MIAMI, United States. – The Norwegian Nobel Committee awarded this Friday to María Corina Machado for “her tireless work in promoting the democratic rights of the people of Venezuela and for her fight to achieve a just and peaceful transition from dictatorship to democracy”, a ruling that places the opposition leader at the center of the international table and ignites the reactions of those who oppose her for ideological reasons, power or political calculation.

In Havana, the state portal CubaYes public an opinion piece that encapsulates the hard line of the Cuban regime against the ruling, presenting Machado as a “puppet of the empire” and the Nobel Prize as a “pro-war” prize, with a narrative that tries to connect the opponent’s career with Washington and with international sanctions on Chavismo.

The text, signed and dated this Friday, is representative of the Cuban state media ecosystem and draws an opposition to the award with an anti-American profile and aligned with Havana and Caracas.

In Caracas, as expected, the official newspaper SEE He was even more stark and described the verdict as “the most recent and cynical manipulation” of an award that, according to its author, serves “imperial policy,” finishing with a phrase that quickly circulated on networks: “Let them keep their Nobel Prize for evil and terror.” This rhetoric places the official Venezuelan rejection in the classic propaganda quadrant of Chavismo: delegitimize the laureate, link the award to “neo-fascism” and reinforce the cult of Maduro as the supposed guarantor of “peace with social justice.”

For its part, in Managua, at the closing of this note there was no clear positioning of the official apparatus, but the usual pattern of communication of Sandinismo regarding “uncomfortable” awards suggests that, if it appears, it will reproduce the anti-imperial framework of Cuba and Venezuela.

Outside the Caribbean axis, the loudest opposition came from the Spanish populist left. Pablo Iglesias, co-founder of Podemos, wrote in X that “to give the Nobel Peace Prize to Corina Machado (…) they could have given it directly to Trump or even to Adolf Hitler posthumously”, a broad stroke that seeks to morally discredit the winner through a hyperbolic comparison with totalitarian regimes and leaders.

Cuban activist Magdiel Jorge Castro responds to Pablo Iglesias in X
Cuban activist Magdiel Jorge Castro responds to Pablo Iglesias in X (Screenshot)

On the same rope and also in Xthe general secretary of Podemos, Ione Belarra, described the Venezuelan as a “coup plotter” and assured that “the Nobel Peace Prize is now received by coup plotters and war criminals.” “The degree of discredit that the international institutions that aspired to represent humanity are experiencing in these years is very high,” he added.

Together, this bloc forms a European rejection front of an ideological nature, close to the international allies of Chavismo.

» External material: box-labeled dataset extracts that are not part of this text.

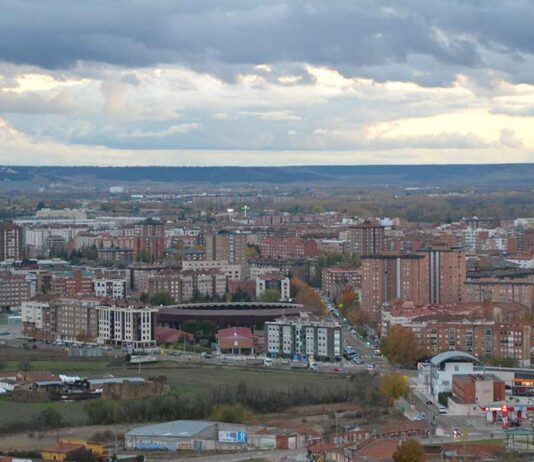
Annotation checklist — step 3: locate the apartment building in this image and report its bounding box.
[339,221,385,255]
[96,306,158,348]
[134,218,166,263]
[182,260,242,281]
[361,254,429,322]
[98,247,134,263]
[21,297,100,342]
[382,305,533,367]
[0,271,32,311]
[426,245,467,305]
[0,223,22,261]
[321,266,362,300]
[148,269,227,303]
[54,298,100,342]
[94,279,127,298]
[206,230,247,267]
[264,313,343,360]
[20,297,57,340]
[465,271,534,310]
[50,269,93,295]
[260,237,319,258]
[256,274,291,302]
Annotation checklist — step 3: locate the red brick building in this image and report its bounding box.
[322,266,362,299]
[465,271,534,310]
[361,254,429,322]
[260,237,319,258]
[340,222,385,255]
[134,219,165,263]
[50,270,93,295]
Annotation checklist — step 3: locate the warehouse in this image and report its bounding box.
[124,420,254,451]
[124,420,217,451]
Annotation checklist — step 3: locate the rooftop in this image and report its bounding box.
[126,420,217,438]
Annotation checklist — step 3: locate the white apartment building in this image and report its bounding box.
[264,313,343,359]
[20,300,50,329]
[182,260,241,281]
[94,279,127,298]
[256,274,291,302]
[97,306,158,348]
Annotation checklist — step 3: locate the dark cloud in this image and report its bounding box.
[0,0,534,84]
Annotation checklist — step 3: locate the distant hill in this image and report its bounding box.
[0,164,534,189]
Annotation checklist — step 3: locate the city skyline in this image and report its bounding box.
[0,1,534,166]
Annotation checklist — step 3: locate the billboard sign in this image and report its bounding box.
[219,431,247,444]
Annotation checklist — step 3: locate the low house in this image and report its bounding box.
[41,441,87,462]
[217,327,254,355]
[156,327,194,345]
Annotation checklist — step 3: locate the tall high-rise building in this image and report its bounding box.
[206,230,247,265]
[134,218,165,263]
[0,223,22,261]
[420,245,467,305]
[340,222,385,255]
[361,254,428,322]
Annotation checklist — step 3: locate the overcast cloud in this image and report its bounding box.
[0,0,534,165]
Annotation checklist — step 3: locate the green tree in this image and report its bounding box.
[379,372,409,404]
[381,326,422,367]
[259,289,280,303]
[393,440,425,462]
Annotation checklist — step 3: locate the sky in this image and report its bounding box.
[0,0,534,166]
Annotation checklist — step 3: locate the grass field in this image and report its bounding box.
[0,360,360,432]
[0,398,87,426]
[120,363,347,392]
[3,359,109,376]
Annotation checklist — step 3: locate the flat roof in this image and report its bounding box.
[430,350,480,366]
[126,420,217,438]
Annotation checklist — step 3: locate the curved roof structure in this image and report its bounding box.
[430,350,480,366]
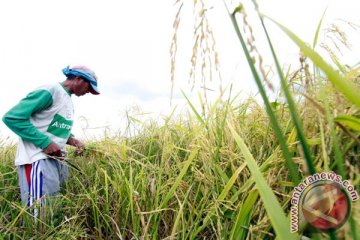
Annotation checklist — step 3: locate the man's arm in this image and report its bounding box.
[2,90,57,149]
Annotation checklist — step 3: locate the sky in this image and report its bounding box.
[0,0,360,142]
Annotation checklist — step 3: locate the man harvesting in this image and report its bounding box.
[3,66,99,223]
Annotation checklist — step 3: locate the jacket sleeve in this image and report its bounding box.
[2,90,53,149]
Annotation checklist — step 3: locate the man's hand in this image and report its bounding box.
[67,138,85,155]
[44,142,62,157]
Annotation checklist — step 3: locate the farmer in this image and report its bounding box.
[3,66,99,222]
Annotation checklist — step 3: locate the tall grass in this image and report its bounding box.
[0,80,360,239]
[0,0,360,240]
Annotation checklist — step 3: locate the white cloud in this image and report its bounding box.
[0,0,360,141]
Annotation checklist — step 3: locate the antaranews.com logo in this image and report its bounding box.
[290,172,359,232]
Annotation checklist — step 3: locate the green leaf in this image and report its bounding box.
[230,189,259,240]
[268,17,360,108]
[334,115,360,132]
[228,123,297,240]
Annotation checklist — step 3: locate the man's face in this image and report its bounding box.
[73,77,91,97]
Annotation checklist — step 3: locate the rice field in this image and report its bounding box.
[0,0,360,240]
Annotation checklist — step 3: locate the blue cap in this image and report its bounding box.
[62,66,100,95]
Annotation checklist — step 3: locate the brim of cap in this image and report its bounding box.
[89,81,100,95]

The Argentine journalist and writer Nacho Montes de Oca responds to Ione Belarra in XThe Argentine journalist and writer Nacho Montes de Oca responds to Ione Belarra in X
The Argentine journalist and writer Nacho Montes de Oca responds to Ione Belarra in X (Screenshot)

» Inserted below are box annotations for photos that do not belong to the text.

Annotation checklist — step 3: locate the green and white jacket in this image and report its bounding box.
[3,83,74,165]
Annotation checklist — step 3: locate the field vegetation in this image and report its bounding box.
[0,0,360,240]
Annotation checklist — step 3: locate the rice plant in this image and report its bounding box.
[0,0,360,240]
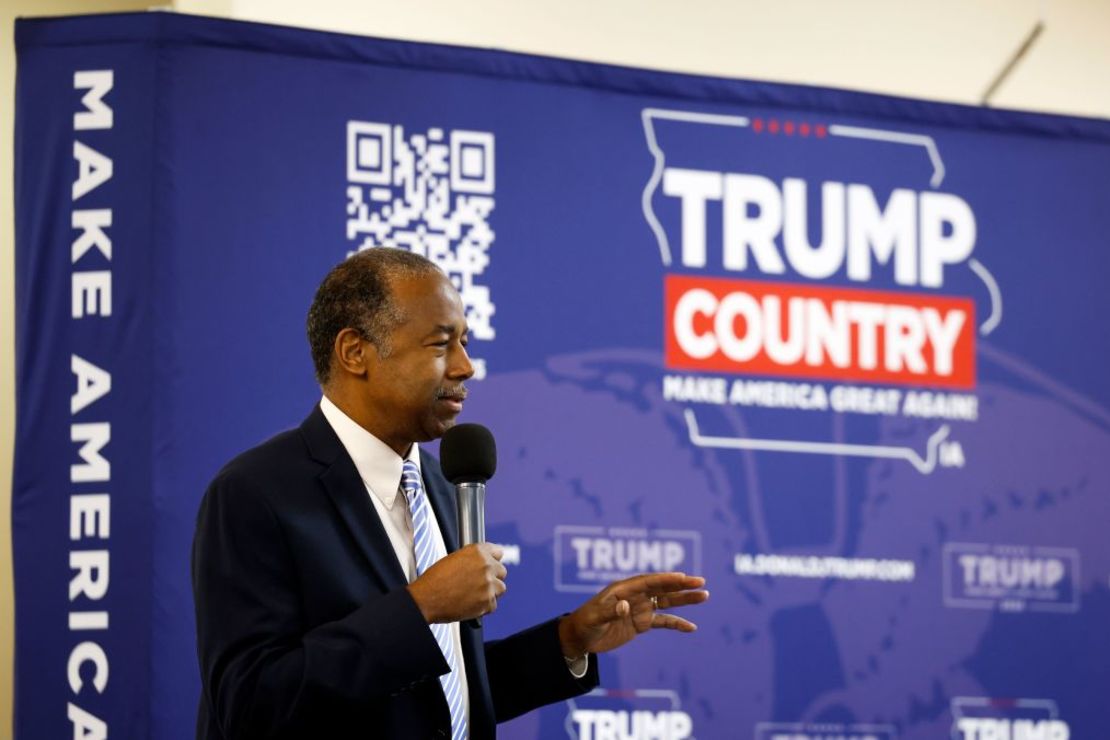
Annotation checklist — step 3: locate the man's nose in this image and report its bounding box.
[447,345,474,381]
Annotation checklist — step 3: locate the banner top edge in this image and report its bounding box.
[16,11,1110,143]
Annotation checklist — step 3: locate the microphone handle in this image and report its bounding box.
[455,480,485,547]
[455,480,485,627]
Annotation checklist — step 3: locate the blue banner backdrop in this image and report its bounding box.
[12,13,1110,740]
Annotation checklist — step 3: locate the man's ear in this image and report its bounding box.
[333,327,373,377]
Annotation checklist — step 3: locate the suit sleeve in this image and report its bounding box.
[485,619,598,722]
[192,473,447,738]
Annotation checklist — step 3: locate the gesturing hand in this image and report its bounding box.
[408,543,508,625]
[558,572,709,658]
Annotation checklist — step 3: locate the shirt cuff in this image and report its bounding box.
[563,652,589,678]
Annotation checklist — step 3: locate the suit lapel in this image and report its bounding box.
[301,406,410,591]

In the United States the film is different. The White House did not charge against Machado, but against the fact that the award did not go to Donald Trump, who had been exhibiting his aspiration for days. At X, Communications Director Steven Cheung accused the committee to put “politics above peace,” making it clear that the official displeasure has to do with the “snub” to the president more than with the Venezuelan woman.

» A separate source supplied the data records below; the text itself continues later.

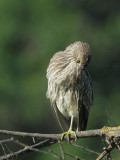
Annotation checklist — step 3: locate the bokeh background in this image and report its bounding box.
[0,0,120,160]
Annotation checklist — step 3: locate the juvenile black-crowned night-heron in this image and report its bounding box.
[47,41,93,140]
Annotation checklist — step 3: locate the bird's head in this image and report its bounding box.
[65,41,91,68]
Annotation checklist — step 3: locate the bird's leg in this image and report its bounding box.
[61,115,77,141]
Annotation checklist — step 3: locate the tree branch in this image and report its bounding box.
[0,126,120,160]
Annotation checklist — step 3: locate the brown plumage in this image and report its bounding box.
[47,41,93,131]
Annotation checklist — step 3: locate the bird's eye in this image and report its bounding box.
[77,59,81,64]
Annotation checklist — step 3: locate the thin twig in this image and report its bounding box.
[59,141,65,160]
[0,139,54,160]
[71,143,100,157]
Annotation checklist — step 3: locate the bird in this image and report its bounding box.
[46,41,93,141]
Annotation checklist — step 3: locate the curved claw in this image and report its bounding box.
[61,130,77,142]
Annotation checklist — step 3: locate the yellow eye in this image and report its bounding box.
[77,59,81,64]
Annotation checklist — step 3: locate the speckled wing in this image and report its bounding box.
[47,51,70,131]
[77,70,93,131]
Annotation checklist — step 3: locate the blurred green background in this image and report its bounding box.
[0,0,120,160]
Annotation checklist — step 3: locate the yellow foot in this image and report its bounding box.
[61,130,77,142]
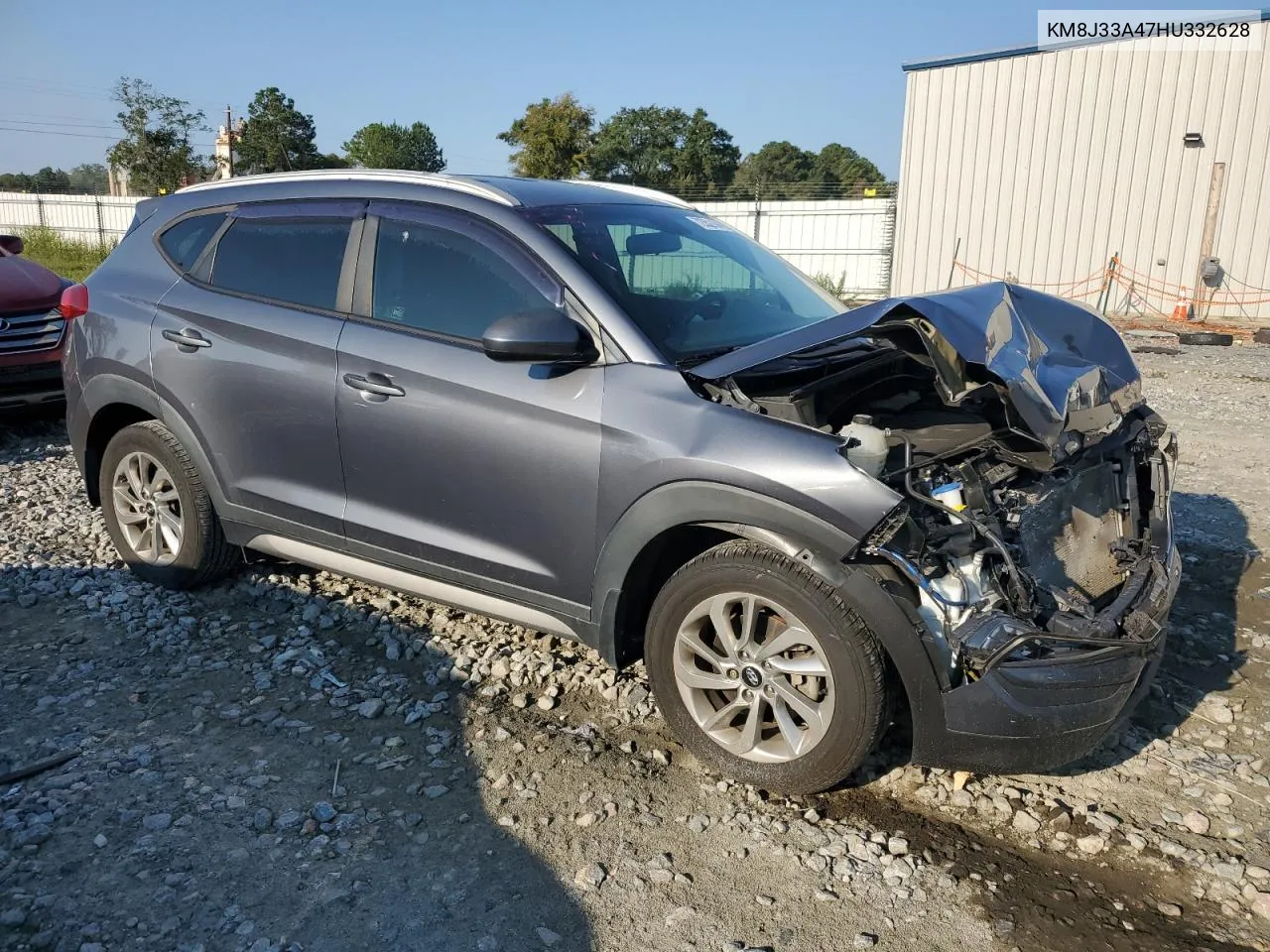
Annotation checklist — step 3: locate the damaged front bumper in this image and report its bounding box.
[913,434,1181,774]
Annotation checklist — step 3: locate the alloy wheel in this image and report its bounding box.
[110,452,186,565]
[673,591,834,763]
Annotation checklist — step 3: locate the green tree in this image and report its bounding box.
[31,165,71,195]
[0,172,35,191]
[344,122,445,172]
[729,142,886,199]
[314,153,352,169]
[237,86,323,174]
[816,142,886,191]
[727,142,816,198]
[586,105,740,194]
[107,76,207,194]
[498,92,595,178]
[69,163,110,195]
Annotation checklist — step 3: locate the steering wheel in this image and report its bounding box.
[681,291,727,325]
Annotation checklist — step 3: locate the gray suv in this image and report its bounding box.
[64,172,1179,792]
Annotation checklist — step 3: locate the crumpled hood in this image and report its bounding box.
[689,282,1142,449]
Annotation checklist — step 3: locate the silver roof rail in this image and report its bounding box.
[177,169,520,205]
[569,178,693,208]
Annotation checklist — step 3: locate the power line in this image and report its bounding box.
[0,126,216,149]
[0,115,117,130]
[0,126,119,140]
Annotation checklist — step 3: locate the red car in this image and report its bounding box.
[0,235,82,410]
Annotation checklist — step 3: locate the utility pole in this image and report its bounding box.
[225,105,234,178]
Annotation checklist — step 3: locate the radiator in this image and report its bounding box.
[1019,462,1124,604]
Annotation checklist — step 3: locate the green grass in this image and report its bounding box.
[22,228,117,281]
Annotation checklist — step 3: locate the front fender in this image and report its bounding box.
[591,480,878,661]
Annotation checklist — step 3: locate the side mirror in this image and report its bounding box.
[481,307,595,363]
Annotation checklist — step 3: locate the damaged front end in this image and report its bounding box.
[686,285,1180,763]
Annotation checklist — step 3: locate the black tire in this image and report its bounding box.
[1178,330,1234,346]
[644,540,889,793]
[99,420,241,589]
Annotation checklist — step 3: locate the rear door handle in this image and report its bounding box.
[344,373,405,396]
[163,330,212,348]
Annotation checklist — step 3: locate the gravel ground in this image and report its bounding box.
[0,346,1270,952]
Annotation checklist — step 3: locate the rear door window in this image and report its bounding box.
[159,212,228,272]
[371,214,560,340]
[208,217,353,311]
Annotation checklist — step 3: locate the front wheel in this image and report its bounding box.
[644,542,886,793]
[100,420,237,589]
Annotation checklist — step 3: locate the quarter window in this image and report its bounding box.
[371,218,558,340]
[159,212,226,272]
[210,218,352,311]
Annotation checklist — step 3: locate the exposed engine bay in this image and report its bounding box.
[689,287,1176,685]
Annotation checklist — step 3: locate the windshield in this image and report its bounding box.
[515,204,844,363]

The map, thus, remains clear. To the visceral rejection of the authoritarian regimes directly challenged by the prize – Cuba and Venezuela – is added a European ideological chorus – Podemos – that has been whitewashing Chavismo for years. Meanwhile, the Nobel ruling itself highlights a narrative of democracy versus authoritarianism and places the Venezuelan case as a paradigm of civic resistance in the region, a framework that explains why the systems that feel affected react stridently.